National grid access charges cut delayed further
The energy regulator Ofgem has said there will be no early cut in the charges electricity generators in Scotland pay to the national grid.
It has announced a second round of consultation with the industry about the issue.
Ofgem conceded that any reduction in charges is now unlikely within the next two years.
Scottish business minister Fergus Ewing said he was "extremely disappointed" by the news.
Critics of the charging system have said it is holding back development of renewable energy projects in the Highlands.
Producers of electricity are charged in a way which reflects their distance from major centres of population.
There is a subsidy for generators in the south of England.
The system is intended to make it more attractive to generate power close to where it is needed.

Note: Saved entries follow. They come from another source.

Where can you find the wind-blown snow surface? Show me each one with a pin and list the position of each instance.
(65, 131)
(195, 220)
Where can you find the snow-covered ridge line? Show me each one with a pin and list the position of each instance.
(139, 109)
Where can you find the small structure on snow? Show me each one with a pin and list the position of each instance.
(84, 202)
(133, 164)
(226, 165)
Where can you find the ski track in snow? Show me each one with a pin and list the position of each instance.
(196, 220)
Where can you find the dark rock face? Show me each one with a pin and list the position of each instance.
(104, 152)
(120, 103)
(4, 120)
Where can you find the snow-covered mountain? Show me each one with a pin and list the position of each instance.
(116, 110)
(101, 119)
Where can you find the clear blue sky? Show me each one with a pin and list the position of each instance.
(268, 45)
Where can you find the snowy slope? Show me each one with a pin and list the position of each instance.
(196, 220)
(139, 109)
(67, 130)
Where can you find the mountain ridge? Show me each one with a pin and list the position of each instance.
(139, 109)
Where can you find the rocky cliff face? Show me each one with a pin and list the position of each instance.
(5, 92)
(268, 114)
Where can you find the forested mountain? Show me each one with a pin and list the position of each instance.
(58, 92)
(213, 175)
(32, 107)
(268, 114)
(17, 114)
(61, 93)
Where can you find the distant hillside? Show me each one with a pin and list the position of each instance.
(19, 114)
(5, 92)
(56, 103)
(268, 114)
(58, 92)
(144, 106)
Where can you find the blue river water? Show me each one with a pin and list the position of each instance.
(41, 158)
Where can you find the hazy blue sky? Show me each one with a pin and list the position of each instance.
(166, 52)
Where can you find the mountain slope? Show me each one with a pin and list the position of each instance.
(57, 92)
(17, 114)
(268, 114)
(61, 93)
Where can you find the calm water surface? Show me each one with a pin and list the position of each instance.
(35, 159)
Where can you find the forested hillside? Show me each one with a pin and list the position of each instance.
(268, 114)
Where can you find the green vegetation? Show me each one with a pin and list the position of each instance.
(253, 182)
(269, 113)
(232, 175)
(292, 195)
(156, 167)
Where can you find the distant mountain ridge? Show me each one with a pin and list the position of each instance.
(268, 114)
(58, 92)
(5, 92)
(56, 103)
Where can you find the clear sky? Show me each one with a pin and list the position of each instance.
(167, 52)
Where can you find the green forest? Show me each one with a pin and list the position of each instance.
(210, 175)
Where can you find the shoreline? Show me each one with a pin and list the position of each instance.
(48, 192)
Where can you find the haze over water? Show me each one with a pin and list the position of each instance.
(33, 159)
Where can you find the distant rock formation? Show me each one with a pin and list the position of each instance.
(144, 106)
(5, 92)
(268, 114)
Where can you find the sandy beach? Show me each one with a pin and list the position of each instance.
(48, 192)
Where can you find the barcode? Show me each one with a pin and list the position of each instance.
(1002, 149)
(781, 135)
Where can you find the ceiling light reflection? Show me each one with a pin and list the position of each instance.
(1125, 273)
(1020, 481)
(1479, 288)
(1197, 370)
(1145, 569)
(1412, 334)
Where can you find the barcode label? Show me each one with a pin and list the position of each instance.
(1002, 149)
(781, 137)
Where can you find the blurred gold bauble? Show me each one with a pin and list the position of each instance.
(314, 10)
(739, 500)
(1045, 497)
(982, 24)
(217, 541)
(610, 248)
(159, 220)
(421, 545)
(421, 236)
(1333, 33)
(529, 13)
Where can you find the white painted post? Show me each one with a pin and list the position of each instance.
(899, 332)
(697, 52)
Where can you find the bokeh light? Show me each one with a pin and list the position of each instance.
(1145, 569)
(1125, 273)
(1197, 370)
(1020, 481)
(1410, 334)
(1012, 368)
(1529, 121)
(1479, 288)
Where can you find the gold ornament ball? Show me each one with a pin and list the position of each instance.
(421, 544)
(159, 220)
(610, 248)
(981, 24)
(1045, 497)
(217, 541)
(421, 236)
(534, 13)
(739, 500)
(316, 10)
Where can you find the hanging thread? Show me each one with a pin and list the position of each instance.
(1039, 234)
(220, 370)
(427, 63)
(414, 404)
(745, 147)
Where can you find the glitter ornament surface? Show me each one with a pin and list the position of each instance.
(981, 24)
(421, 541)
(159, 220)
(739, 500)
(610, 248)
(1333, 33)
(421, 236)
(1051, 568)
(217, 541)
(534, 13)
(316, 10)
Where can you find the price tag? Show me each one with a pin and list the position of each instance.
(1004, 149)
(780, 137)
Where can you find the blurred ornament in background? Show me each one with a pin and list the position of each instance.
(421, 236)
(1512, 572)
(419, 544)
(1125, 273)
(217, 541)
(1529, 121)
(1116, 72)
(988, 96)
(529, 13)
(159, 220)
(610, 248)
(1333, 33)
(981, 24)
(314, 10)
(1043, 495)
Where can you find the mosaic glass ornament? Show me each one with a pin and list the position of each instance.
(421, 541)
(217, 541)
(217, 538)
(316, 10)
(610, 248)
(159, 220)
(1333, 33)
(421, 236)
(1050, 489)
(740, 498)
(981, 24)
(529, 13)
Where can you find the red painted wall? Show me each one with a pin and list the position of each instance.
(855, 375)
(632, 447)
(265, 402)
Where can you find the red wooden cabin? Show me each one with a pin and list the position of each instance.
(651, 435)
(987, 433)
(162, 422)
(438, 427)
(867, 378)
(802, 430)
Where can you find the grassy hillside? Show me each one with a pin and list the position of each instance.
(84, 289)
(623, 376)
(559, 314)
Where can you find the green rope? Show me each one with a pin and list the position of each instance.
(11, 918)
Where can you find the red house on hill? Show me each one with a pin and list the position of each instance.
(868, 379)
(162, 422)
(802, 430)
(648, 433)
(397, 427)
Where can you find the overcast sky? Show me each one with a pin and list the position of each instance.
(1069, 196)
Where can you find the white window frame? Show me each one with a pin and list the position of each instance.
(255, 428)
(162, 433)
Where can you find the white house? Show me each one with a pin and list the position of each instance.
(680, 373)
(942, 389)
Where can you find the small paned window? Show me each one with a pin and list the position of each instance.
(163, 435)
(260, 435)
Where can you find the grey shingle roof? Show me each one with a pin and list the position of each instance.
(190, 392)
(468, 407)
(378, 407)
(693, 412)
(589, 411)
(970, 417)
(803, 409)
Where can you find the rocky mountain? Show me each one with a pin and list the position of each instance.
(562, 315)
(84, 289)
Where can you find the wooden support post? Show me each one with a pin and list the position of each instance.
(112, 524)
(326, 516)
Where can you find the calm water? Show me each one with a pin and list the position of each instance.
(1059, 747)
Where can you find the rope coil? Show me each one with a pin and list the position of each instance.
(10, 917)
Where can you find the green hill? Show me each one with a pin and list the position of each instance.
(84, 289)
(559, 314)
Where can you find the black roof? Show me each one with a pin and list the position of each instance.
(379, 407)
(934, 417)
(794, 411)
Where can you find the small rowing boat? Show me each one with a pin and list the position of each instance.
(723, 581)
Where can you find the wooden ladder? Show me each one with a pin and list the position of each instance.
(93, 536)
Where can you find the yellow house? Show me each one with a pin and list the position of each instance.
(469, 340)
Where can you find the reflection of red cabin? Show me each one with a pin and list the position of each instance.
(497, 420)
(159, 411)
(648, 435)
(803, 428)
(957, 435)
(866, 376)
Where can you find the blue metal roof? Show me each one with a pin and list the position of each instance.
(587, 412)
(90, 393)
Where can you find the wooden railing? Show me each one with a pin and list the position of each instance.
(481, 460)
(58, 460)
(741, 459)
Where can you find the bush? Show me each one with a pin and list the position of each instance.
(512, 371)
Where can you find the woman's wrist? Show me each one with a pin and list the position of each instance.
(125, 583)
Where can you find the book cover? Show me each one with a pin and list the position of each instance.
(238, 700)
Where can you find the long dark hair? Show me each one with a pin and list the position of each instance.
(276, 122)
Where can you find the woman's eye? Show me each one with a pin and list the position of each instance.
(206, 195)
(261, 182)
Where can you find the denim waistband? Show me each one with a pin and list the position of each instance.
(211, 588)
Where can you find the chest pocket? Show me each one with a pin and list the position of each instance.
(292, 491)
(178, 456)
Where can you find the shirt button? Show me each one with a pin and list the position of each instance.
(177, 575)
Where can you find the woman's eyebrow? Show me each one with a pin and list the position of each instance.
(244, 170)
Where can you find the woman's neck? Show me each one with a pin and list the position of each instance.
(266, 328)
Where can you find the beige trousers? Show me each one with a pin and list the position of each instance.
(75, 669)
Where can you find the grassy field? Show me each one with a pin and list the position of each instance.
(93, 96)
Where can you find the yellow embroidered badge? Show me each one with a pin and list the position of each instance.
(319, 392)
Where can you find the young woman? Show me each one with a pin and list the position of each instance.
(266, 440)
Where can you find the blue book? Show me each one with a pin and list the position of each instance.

The additional delay follows an announcement from Ofgem in December 2013 that a revised pricing structure, originally pencilled in for April 2014, would not happen before April 2015.
Ofgem has said it is still minded to cut charges in the Highlands.
Mr Ewing said: "I am extremely disappointed in Ofgem's decision to delay yet again the introduction of measures to tackle the long term discrimination against Scottish electricity generators.
"In April 2008 the first minister and representatives of Scotland's electricity industry met with Ofgem and presented an unanswerable case for transmission charging reform.
"It is unacceptable that there is still no change almost six years after widespread political consensus on the need for reform was reached."
In announcing the further delay to Project TransmiT, the review of electricity transmission charging arrangements, Ofgem said: "We consider that it is important to allow generators to respond to any change within the notification period required by the user commitment arrangements, and to give suppliers sufficient lead time ahead of implementation to avoid them building risk premiums in future for fixed tariff offers to consumers.
"We consider these issues are important in order to protect the interests of consumers. This means our current view is that, were we to accept, we are now minded to implement in April 2016."
Supporters of the renewables industry have criticised the Ofgem decision.
WWF Scotland director Lang Banks said: "This is another disappointing delay at a time we should be moving more quickly to clean up the UK's power sector, cut climate emissions, and create more jobs in the renewables sector.
"Scotland already generates about a third of the UK's entire renewable electricity needs and has the potential to do much more in the future once an agreement is in place."